「一回たった50ゴールドで爽快にひとっとビュン!バシルーラ如何ですかぁ!!」
多くの人々で賑わう、グランドタイタス号前の波止場に、元気な声が響き渡る。
だがしかし、いたいけな少女の呼び声を気にも止めず、人々は慌ただしく行き交っていく。
「…ううう。今日もお客さん来ないなぁ。何だか街も騒がしいし…」
マージンが灯台から見留めた白いトンガリ帽子こと、かの魔王バラモスより魔力を盗んだとされる由緒正しい魔女、その末裔にあたるバンリィは、稼ぎの少なさに頭を抱えていた。
各地に散る彼女ら姉妹、通称バシッ娘の商売は、通称のあらわす如くバシルーラで皆をふっ飛ばす事である。
ゲルト海峡名物のバンジージャンプなど比較にならないスリルを味わえるとして一世を風靡したものの、如何せんスリルが勝ち過ぎた。
一族の永きに渡る営業努力の末、海ポチャなどのウォーターハザードは避けられる仕様になっているとはいえ、行き先は広大なアストルティアの何処かという大博打。
太古の昔ならいざ知らず、大地の箱舟に、各地の馬車による交通網の発展した今となっては、週に数人、罰ゲームか何かでやってくるのみである。
偉大なるご先祖さまに知られたらさぞ哀しむだろうが、バシッ娘の稼ぎだけでは生活費に足らず、最近郵便配達のアルバイトも始めた。
夢と理想だけでご飯は食べられない。
そろそろ夕方のアルバイトの時間、肩を落とし、バイトの制服に着替える為、帰路に着こうとした時だった。
「何々!?」
ドン、ドンと連続で響く爆音と共に、灯台を挟んで北側の空に大輪の花が咲く。
「花火?今日なにかお祭りの日だったっけ?」
奴だ、北に居るぞ、引っ捕らえろ、などと物騒な事を叫び隣を通り過ぎ、灯台に入っていく3人組を見送りながらバンリィは首を傾げた。
「う~ん?…まいっか、祭りなら祭りで、臨時ボーナスでるかも」
道の混み合う際には、時給に色がつく。
晩のおかずを一品増やせるかもしれない。
ウキウキしながら歩き出した所で、天から声が響いた。
「そこの可愛いお嬢ちゃん!」
「えっ!?えっ?もしかして私!?」
戸惑うバンリィの目の前に男が舞い降り、砂埃をあげて着地した。
「そうとも!バシルーラ1丁お願いします!!」
声の主は灯台に引っ掛けたロープを支えに、北から南へ塔台の壁を走って素早く移動したマージンであった。
爆弾が散る際は必ず目視で確認する。
マージンのポリシーを熟知した二人ならば、アカックブレイブを巻き込んでレンドア北に向かうはず。

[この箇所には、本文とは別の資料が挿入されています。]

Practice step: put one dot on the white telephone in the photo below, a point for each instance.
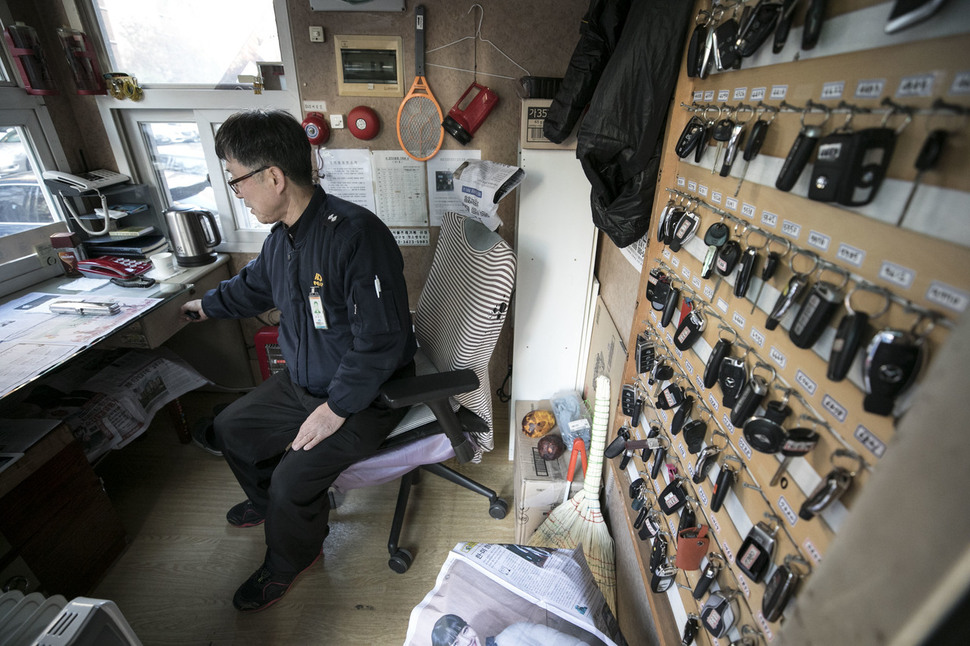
(90, 181)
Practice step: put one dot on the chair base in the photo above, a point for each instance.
(401, 559)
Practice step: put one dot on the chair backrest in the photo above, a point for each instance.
(463, 306)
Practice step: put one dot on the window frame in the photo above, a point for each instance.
(208, 108)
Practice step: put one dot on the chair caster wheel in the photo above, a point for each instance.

しかし花火であれば、こうして南からでも確認ができる。
その僅かな隙きをついた脱出作戦、のんびりしている時間は無い。
「えっホントに!?ありがとうございます!!ではこの事前承諾書にお目通しのうえサインを…」
バンリィはクリップボードに留めた一枚の紙を差し出す。
それは要約すれば、如何なる場所に降りようとも自己責任で何とかします、という、バシルーラの結果の責任の所在を明確にする為の書類だ。
「書く書く、書きますよっと…」
内容の確認もそこそこに、マージンは渡されたペンで署名を殴り書く。
「あれ?お客さん、前にもご利用頂いてます?」
「初めましてですよ?」
「ん~?お顔に見覚えがあるような?」
ふとバンリィの背後の柱を見れば、自身の手配書が貼られており、ブワッと脂汗が吹き出す。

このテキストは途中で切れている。